Sound familiar? I think these are difficult times for many of us. I can't count the number of times I've heard people tell me how much they long for days which were more trouble free. I find myself, as I age, that I've looked back at times to former periods of my life which were less complicated, when I had more control of my faculties, when there was less conflict and people seemed to get along better.
Sadly, I've also heard, as most of us have, the stories of so many people who are struggling in this global economic downturn - people who have lost their job, have trouble keeping up with their house payments or rent.
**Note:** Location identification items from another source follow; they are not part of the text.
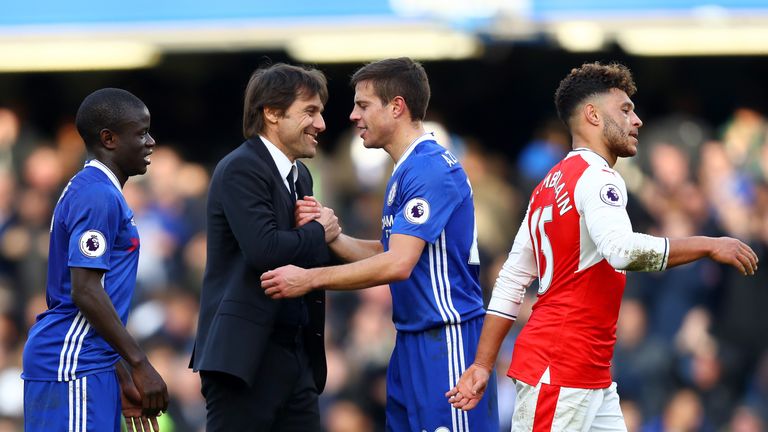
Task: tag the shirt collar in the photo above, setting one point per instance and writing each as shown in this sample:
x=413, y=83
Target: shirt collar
x=284, y=164
x=108, y=172
x=429, y=136
x=590, y=156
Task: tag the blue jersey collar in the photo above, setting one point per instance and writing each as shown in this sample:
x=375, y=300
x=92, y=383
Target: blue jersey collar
x=103, y=168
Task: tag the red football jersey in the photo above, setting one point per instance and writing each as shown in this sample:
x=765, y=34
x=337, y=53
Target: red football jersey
x=570, y=336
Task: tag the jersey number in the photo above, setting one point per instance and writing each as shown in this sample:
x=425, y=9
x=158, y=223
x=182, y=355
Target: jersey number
x=544, y=250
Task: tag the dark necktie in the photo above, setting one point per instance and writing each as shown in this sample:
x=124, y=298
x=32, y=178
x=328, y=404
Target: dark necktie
x=291, y=184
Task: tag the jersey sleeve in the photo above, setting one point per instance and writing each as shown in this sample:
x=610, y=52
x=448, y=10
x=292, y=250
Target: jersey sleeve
x=429, y=197
x=601, y=197
x=92, y=222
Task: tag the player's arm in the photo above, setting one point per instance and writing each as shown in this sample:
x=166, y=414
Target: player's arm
x=517, y=273
x=601, y=198
x=725, y=250
x=610, y=228
x=394, y=265
x=350, y=249
x=89, y=296
x=347, y=249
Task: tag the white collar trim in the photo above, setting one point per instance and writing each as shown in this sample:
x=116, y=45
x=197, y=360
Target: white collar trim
x=425, y=137
x=284, y=164
x=590, y=156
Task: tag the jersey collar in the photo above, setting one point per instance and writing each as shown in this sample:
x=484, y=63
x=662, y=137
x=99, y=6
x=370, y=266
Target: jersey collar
x=284, y=165
x=108, y=172
x=590, y=156
x=429, y=136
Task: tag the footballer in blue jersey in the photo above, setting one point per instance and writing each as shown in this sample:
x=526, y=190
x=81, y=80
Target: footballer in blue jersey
x=427, y=254
x=79, y=357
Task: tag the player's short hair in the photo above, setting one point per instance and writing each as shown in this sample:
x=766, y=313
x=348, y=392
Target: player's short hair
x=278, y=86
x=588, y=80
x=398, y=77
x=106, y=108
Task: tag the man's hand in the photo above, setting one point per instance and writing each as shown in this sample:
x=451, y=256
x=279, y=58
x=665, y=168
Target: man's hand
x=330, y=223
x=134, y=419
x=470, y=388
x=131, y=403
x=727, y=250
x=286, y=282
x=307, y=210
x=151, y=387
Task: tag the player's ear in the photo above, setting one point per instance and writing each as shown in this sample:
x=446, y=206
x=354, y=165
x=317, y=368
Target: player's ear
x=271, y=115
x=108, y=138
x=591, y=115
x=398, y=106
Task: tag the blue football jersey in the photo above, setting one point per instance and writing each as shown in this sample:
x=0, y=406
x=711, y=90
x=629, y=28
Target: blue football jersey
x=92, y=227
x=429, y=197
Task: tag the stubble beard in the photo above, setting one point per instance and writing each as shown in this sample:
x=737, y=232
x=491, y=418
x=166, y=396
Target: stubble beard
x=618, y=141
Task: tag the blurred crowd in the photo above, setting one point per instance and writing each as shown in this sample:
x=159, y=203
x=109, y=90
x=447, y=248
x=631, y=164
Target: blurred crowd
x=692, y=352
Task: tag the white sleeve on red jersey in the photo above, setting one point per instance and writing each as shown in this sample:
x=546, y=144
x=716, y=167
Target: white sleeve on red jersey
x=601, y=199
x=517, y=273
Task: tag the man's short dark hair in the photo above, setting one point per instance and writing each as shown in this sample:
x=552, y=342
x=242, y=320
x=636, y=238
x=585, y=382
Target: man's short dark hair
x=106, y=108
x=398, y=77
x=588, y=80
x=277, y=87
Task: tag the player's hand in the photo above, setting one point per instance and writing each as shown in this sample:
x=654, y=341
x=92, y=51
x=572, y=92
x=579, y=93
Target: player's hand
x=286, y=282
x=131, y=408
x=470, y=388
x=134, y=420
x=151, y=387
x=734, y=252
x=307, y=210
x=330, y=223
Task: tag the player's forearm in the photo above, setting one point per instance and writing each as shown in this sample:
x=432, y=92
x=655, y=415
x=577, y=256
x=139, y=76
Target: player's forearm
x=350, y=249
x=688, y=249
x=495, y=329
x=373, y=271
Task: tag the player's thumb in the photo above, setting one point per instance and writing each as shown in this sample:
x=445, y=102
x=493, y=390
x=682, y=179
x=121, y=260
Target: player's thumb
x=478, y=387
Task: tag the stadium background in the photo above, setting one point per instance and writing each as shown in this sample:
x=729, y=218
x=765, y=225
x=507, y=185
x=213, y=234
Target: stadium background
x=692, y=351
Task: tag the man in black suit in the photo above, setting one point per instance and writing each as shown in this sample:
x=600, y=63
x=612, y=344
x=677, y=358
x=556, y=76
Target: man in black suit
x=262, y=362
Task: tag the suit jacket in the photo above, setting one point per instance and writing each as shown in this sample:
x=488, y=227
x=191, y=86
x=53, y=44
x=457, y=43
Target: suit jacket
x=250, y=227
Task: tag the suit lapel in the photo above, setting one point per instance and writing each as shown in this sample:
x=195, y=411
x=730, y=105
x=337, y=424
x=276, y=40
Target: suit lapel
x=261, y=150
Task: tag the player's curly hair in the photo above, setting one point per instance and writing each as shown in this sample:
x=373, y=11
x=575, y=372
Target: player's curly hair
x=588, y=80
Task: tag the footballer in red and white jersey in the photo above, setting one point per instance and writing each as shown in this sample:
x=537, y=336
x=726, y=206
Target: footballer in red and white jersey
x=577, y=239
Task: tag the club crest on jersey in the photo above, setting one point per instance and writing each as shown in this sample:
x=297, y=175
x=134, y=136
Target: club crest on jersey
x=392, y=193
x=93, y=244
x=416, y=211
x=611, y=195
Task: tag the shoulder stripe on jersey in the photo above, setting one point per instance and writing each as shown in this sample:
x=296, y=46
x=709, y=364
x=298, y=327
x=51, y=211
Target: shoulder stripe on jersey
x=73, y=342
x=441, y=288
x=79, y=346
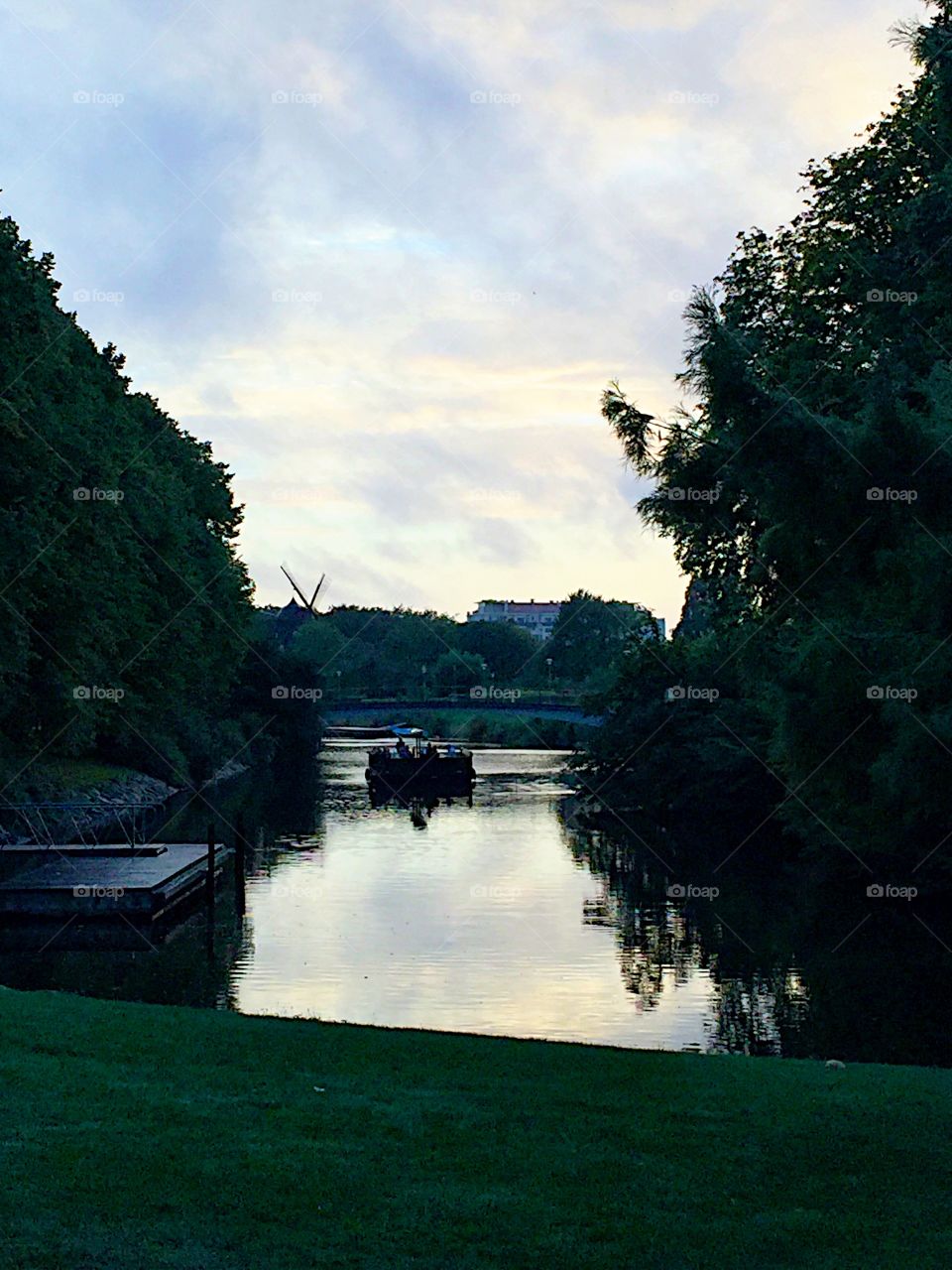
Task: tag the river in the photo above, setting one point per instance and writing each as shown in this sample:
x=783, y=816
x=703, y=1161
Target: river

We've all heard about, and experienced, a progressive breakdown in values we used to just assume were part of a healthy culture around us: people aren't so sure about what's right and wrong; some have lost confidence in Church leaders; parents question what happened to their adult children's values; consumerism and individualism seem to have conspired to create a culture of selfishness and disregard for our common responsibility for the most vulnerable in our society. Who hasn't seen or experienced the temptation to blame God for all this?
I recently suggested to someone that it might be more likely that God is sadder about all this than any of us imagine and that God really wants to support us, comfort us in these struggles, and then wants to send us to be in the midst of all of this mess with love - actually loving others as we have been loved. The person seemed very surprised and said, "I never thought of it that way. I guess I've been clinging to an image of God from my childhood, hoping God would make everything easy for us all the time and protect us from the foolishness and sinfulness of others."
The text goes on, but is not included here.